Collapse in gold imports is the only silver lining
Given how the government made reduction in gold imports a big priority, it has reason to be happy about the collapse in June gold imports. The problem, however, is that overall imports are now at a level last seen in March 2011, suggesting a very poor economic situation. Were the collapsing imports being substituted by more local supplies, that would be fine, this would be the classic J-curve impact of a falling rupee—imports fall off first while exports take a bit of time to respond. That, however, isn’t happening since the industrial production numbers for May have contracted by 1.6%. All told, while imports have collapsed, so have exports, taking the cumulative first quarter FY14 trade deficit to over $50 billion, making financing the CAD a serious problem, more so since FII flows continue to be negative. Which is why, even if temporarily, the return of global risk-on hasn’t really helped the rupee regain much of its lost value—the small gain is a result of RBI intervention and curbs put on traders, a losing game given the size of the overseas NDF market in rupees that the government has no powers to control. On a quarterly basis, Q1 exports were $72.5 billion, down $11 billion from the previous quarter and $1 billion from the same quarter last year. Given the fall in market share in areas like even textiles, an uncompetitive Indian industry is losing out on the opportunity created by Chinese wages rising and its currency appreciating.

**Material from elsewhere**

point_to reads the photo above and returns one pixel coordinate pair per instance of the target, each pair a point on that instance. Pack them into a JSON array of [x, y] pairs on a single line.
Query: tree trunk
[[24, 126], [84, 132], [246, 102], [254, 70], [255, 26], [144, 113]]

The April IIP, it is true, was exaggerated because of an inexplicable 87% surge in apparel production—once you fix for this, IIP grew just 0.4% as opposed to the numberplate 1.9%—but the May contraction comes as a real shocker. Even though there were enough indicators flashing red a few months ago, only twice before in the last 3 years have consumer goods sales contracted—the 4% contraction in May was the most severe. Medium- and heavy-commercial vehicles, a lead indicator of industrial activity, have been in contraction mode since October 2012 but, at 10.6%, the June fall has been the highest. Even passenger vehicles have been contracting since December 2012 though, at 4.8%, the intensity of the June fall has been lower than in the past. The fact that June 2012 IIP contracted will, though, help make June 2013 IIP look a bit healthier.
In such a situation, a rate cut is seen as the ideal solution but what complicates things is that high interest rates are important to attract foreign debt flows so vital for the rupee. In any case, while lower EMIs can stimulate demand, any recovery to even a 6% growth is going to be a tough haul. Until growth picks up and there are more jobs on the horizon, consumption growth can’t really pick up, and even if the government clears various investment bottlenecks, India Inc is too leveraged to finance new projects. The government’s best hope, under the circumstances, is to focus on projects that can quickly get off the ground—the DMICDC projects come to mind immediately, as do the pending FDI proposals to buy existing Indian pharma firms as well as clearances for oil firms that are even more anxious to invest now that gas prices have been raised. As the HUL and Diageo open offers show, foreign interest in India remains alive.